Note e riferimenti bibliografici
1. Nel 2010 la Corte Costituzionale si è pronunciata in merito alla questione che faceva dubitare della costituzionalità dell'istituto matrimoniale contenuto nel codice civile del '42 "nella parte in cui [non consente] che le persone di orientamento omosessuale possano contrarre matrimonio con persone dello stesso sesso" (cfr. Corte Cost., 14/04/2010, n. 138). Si veda anche Corte Cost., 11/06/2014, n. 170.
2. Da rinvenire, secondo i giudici, non già nell'art. 29, ma nell'art. 2 Cost.
3. Corte Cost., 14/04/2010, n. 138: "Non è casuale, del resto, che la Carta costituzionale, dopo aver trattato del matrimonio, abbia ritenuto necessario occuparsi della tutela dei figli (art. 30), assicurando parità di trattamento anche a quelli nati fuori dal matrimonio, sia pur compatibilmente con i membri della famiglia legittima. La giusta e doverosa tutela, garantita ai figli naturali, nulla toglie al rilievo costituzionale attribuito alla famiglia legittima ed alla (potenziale) finalità procreativa del matrimonio che vale a differenziarlo dall’unione omosessuale."
4. Ibidem: "La questione, sollevata dalle due ordinanze di rimessione, in riferimento all’art. 2 Cost., deve essere dichiarata inammissibile, perché diretta ad ottenere una pronunzia additiva non costituzionalmente obbligata". In questi termini la Corte, giustamente, si rifiuta di «riscrivere ex novo» l'istituto matrimoniale.
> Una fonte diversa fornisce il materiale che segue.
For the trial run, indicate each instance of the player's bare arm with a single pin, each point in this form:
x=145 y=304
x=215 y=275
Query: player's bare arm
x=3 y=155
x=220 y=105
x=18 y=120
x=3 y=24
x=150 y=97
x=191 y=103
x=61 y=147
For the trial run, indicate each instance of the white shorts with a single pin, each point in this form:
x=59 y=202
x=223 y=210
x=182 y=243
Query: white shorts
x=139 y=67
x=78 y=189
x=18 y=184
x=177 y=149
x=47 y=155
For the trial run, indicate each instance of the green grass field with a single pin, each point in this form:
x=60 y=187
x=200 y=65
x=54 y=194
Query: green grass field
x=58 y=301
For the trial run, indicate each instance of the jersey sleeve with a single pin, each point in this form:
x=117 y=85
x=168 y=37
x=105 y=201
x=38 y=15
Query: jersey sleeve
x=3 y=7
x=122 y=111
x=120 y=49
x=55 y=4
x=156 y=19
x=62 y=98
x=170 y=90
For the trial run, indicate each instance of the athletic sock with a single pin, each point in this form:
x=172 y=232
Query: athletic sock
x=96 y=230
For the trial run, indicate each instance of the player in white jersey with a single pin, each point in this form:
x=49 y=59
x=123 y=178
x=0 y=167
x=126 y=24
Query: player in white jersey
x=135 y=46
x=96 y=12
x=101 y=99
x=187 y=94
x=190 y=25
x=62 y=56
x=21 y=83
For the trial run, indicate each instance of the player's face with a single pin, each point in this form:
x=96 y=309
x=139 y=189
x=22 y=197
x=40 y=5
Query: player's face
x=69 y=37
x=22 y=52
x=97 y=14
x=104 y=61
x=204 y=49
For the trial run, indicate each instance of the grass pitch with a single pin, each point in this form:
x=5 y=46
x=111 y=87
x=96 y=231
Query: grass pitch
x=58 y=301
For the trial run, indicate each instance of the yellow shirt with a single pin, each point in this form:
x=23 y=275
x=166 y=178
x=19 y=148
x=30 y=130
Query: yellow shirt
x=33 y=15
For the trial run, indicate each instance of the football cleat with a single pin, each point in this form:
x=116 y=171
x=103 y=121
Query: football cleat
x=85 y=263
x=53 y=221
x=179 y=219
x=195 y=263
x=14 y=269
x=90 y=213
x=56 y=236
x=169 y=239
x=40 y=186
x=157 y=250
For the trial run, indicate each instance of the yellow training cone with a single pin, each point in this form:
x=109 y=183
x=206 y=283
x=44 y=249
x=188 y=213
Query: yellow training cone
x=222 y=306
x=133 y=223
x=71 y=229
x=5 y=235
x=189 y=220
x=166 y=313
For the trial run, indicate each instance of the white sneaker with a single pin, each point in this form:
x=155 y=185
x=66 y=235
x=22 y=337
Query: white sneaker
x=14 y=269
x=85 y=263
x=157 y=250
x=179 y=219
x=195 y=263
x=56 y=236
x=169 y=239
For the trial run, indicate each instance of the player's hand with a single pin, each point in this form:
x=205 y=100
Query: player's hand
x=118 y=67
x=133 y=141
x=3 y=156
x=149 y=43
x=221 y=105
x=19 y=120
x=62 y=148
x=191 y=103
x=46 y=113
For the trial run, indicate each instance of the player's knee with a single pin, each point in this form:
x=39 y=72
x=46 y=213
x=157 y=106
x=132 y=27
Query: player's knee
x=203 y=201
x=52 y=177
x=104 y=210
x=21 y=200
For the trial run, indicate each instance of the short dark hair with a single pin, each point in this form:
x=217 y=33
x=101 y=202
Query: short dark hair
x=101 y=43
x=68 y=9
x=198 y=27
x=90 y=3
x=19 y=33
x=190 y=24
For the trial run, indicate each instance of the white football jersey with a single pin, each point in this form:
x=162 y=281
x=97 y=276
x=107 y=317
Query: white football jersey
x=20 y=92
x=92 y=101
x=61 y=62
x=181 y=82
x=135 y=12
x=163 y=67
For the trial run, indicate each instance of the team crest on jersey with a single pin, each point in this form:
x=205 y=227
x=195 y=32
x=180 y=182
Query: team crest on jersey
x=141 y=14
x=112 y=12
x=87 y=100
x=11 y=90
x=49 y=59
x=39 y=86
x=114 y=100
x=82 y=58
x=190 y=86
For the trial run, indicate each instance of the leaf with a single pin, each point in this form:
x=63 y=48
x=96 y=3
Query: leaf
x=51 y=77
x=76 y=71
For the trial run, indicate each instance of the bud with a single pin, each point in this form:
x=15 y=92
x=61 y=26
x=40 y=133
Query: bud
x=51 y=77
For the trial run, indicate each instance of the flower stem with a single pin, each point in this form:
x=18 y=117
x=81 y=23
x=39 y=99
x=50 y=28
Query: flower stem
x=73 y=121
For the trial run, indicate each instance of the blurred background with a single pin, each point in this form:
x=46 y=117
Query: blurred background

5. Ibidem: "Ne deriva, dunque, che, nell’ambito applicativo dell’art. 2 Cost., spetta al Parlamento, nell’esercizio della sua piena discrezionalità, individuare le forme di garanzia e di riconoscimento per le unioni suddette, restando riservata alla Corte costituzionale la possibilità d’intervenire a tutela di specifiche situazioni […]. Può accadere, infatti, che, in relazione ad ipotesi particolari, sia riscontrabile la necessità di un trattamento omogeneo tra la condizione della coppia coniugata e quella della coppia omosessuale, trattamento che questa Corte può garantire con il controllo di ragionevolezza.".
6. Ibidem.
7. Istituto A.T. Beck, informazioni da “www.istitutobeck.com/omosessualita.html”
8. Si faccia riferimento alle sentenze della Corte Cost. già citate.